An expert with the state Department of Archaeology and Historic Preservation was in Freeland on Tuesday examining ancient human remains discovered at a home construction site. The bones were found late last week by men digging a septic system at a new home near Robinson Beach on Mutiny Bay. Workers called police and Island County Coroner Robert Bishop was dispatched. He later confirmed the bones were both human and old.

Human remains found at a construction site in Freeland last week sit covered by a tarp Monday in wait of a state expert from the Department of Archaeology and Historic Preservation. The expert was set to examine the bones Tuesday.

An expert with the state Department of Archaeology and Historic Preservation was in Freeland on Tuesday examining ancient human remains discovered at a home construction site.

The bones were found late last week by men digging a septic system at a new home near Robinson Beach on Mutiny Bay.

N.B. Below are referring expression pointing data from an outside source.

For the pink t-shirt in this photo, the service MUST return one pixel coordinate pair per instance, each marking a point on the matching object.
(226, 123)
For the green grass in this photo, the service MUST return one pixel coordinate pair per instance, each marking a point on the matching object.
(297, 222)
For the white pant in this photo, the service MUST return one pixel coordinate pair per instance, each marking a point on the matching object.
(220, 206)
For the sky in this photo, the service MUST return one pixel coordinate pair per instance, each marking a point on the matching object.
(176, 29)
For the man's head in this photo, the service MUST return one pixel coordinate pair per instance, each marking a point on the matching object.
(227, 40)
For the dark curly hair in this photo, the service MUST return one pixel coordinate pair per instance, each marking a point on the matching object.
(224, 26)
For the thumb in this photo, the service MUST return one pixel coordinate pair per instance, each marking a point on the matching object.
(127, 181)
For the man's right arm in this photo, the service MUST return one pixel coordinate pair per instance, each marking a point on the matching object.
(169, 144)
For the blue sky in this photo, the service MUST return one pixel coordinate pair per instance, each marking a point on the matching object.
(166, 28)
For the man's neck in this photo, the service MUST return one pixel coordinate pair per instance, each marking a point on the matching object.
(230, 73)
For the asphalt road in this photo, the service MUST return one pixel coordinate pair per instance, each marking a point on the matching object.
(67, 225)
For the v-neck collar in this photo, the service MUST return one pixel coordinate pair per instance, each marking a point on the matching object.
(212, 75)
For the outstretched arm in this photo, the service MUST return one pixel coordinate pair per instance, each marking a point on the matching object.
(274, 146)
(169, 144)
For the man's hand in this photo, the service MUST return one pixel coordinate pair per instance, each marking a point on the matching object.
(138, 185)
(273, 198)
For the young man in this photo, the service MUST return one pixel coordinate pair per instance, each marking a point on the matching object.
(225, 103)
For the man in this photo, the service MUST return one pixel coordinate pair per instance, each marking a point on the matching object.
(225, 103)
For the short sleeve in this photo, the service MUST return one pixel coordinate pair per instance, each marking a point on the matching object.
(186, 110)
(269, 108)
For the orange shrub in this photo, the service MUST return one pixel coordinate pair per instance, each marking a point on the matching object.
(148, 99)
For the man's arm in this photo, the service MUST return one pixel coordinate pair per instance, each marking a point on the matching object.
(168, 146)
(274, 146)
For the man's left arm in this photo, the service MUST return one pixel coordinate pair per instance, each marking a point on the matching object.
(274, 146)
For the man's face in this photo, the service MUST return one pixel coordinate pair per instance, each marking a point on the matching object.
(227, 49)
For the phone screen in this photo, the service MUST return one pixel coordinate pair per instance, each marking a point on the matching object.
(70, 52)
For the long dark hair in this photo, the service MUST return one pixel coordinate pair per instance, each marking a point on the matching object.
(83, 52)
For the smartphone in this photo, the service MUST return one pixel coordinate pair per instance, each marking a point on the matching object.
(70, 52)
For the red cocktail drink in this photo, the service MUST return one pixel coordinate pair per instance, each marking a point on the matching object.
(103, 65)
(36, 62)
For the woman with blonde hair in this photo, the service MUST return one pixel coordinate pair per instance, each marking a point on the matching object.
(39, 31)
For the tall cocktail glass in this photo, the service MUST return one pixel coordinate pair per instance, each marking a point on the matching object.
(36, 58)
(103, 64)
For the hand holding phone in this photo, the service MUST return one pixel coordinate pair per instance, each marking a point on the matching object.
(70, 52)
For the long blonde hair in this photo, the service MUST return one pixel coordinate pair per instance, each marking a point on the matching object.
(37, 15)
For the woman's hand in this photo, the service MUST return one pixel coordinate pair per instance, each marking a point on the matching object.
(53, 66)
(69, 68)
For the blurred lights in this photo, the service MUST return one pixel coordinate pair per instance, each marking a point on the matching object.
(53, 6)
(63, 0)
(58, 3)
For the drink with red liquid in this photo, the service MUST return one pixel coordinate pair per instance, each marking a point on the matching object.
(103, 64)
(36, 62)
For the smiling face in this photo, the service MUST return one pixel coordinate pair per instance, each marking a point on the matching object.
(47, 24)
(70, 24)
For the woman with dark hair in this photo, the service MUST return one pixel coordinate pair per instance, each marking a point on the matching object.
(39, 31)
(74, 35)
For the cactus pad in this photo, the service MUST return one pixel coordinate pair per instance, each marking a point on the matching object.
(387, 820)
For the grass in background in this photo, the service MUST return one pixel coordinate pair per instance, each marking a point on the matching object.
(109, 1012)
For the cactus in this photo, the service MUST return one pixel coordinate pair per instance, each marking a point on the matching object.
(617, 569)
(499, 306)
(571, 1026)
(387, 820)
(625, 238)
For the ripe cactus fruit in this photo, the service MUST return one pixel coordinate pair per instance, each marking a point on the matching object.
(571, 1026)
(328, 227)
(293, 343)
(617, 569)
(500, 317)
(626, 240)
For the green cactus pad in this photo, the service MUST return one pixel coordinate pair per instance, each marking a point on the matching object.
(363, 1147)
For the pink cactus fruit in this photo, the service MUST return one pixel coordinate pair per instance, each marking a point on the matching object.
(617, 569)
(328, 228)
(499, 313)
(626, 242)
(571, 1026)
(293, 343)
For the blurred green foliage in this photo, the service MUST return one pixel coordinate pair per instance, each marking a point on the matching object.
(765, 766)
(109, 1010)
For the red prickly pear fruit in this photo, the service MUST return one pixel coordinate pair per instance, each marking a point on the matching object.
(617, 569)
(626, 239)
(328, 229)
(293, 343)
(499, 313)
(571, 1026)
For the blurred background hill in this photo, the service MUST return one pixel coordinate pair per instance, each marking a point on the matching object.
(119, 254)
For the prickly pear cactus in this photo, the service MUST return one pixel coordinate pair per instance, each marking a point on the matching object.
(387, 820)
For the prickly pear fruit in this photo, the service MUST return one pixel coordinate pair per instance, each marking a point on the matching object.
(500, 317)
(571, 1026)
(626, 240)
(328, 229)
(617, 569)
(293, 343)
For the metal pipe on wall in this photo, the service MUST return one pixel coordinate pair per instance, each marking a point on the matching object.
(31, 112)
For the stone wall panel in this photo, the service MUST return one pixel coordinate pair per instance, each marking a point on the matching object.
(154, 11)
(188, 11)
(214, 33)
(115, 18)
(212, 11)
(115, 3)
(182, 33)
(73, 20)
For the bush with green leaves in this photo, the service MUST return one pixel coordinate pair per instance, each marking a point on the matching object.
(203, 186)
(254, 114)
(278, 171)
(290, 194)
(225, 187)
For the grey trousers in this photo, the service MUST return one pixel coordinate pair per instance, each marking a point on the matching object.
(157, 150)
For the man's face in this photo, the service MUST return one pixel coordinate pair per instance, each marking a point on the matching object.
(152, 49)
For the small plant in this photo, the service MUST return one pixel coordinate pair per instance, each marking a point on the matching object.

Workers called police and Island County Coroner Robert Bishop was dispatched. He later confirmed the bones were both human and old.

“They’re prehistoric,” Bishop said.

Some animal bones may be mixed in, but the human remains may be Native American, he said. That determination, however, is the purview of state experts with the historic preservation office and the case was officially turned over to them, Bishop said.

Guy Tasa, the state physical anthropologist with the agency, confirmed he would examine the bones at the job site on Tuesday morning, but declined to provide details of just what he would look for to determine their origin.

“I won’t really know until I get there,” Tasa said.

Attempts to reach the agency’s director for more information Monday were unsuccessful.

The remains were unearthed early Friday, Aug. 28, by South Whidbey-based Mason V Strevel Construction. Company owner Mason Strevel said this was the first time he’s found human bones in 20 years of work on the island but that it was immediately clear what they were.

“We went, ‘Oh boy, shut her down,’ ” Strevel said. “Once we saw the round part of the skull, there was really no doubt what it was.”

News of the discovery filtered around the South End over the weekend, leading to lots of speculation. Strevel said he’d already heard one rumor that a small hole in what appears to be part of a skull was the result of a gun shot.

Bishops said he could made no definitive conclusions other than that indicators, such as the color of the remains, made it clear they were very old.

If the bones turn out to be Native American, it will spark a process that involves at the very least informing relevant tribes of their discovery. Strevel said they are keeping busy with work in the house but hopes the delay won’t be too long.